Triple Integral Homework: Solve 0<=z<=y<=x^2<=1

[Swasse]

Homework Statement

∫∫∫z/(1+x^2)dxdydz with the range 0<=z<=y<=x^2<=1

Homework Equations

The Attempt at a Solution

I have tried with the limits 0<=z<=1; z<=y<=1 and sqrt(y)<=x<=1, but it doesn't get me the right answer. Can you please help me and maybe give me a step-by-step solution.

 

[Simon Bridge]

The notation does not seem to make any sense in this context.
The only thing I can think of is:

$$\int_0^1 dx \int_0^{x^2} dy \int_0^y dz \frac{z}{1+x^2}$$

 

[Swasse]

The notation does not seem to make any sense in this context.
The only thing I can think of is:

$$\int_0^1 dx \int_0^{x^2} dy \int_0^y dz \frac{z}{1+x^2}$$

What I meant with 0<=z<=y<=x^2<=1, was that the area of integration is D, where D={(x,y,z)∈R^3 : 0<=z<=y<=x^2<=1}. Does that make more sense?

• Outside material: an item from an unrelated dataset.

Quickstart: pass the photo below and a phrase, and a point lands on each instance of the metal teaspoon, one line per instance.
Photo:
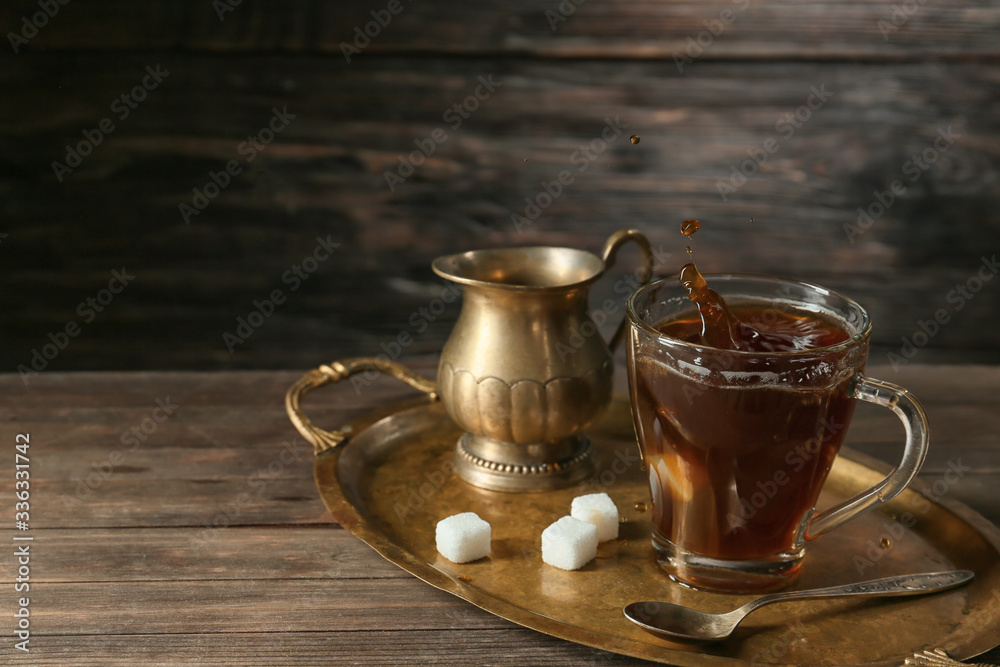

Anyway, I tried to evaluate your integral and got (1/6)*(13/15 - pi/4), but it should be twice as much according to my key. Your limits seems correct, so I don't know where the error is. Can someone shed some light on this.

Thanks for your reply by the way!

 

[vanhees71]

Hm, it says $x^2<1$. So what does that mean for the range of $x$?

 

[Simon Bridge]

"area of integration"?
Suggests the limits are not as right as they look - maybe vanhhees is on to something?
Perhaps you should tell us what the integral is supposed to find?
Are you trying to find a volume?

 

[Swasse]

"area of integration"?
Suggests the limits are not as right as they look - maybe vanhhees is on to something?
Perhaps you should tell us what the integral is supposed to find?
Are you trying to find a volume?

Range or volume of integration might be more correct, English is not my first language so I hope you understand anyway. The problem just says to evaluate the integral over the set D={(x,y,z)∈R^3 : 0<=z<=y<=x^2<=1}. The answer should be (1/3)*(13/15 - pi/4).

 

[Swasse]

Hm, it says $x^2<1$. So what does that mean for the range of $x$?

So the range for x should be from -1 to 1? That makes sense :)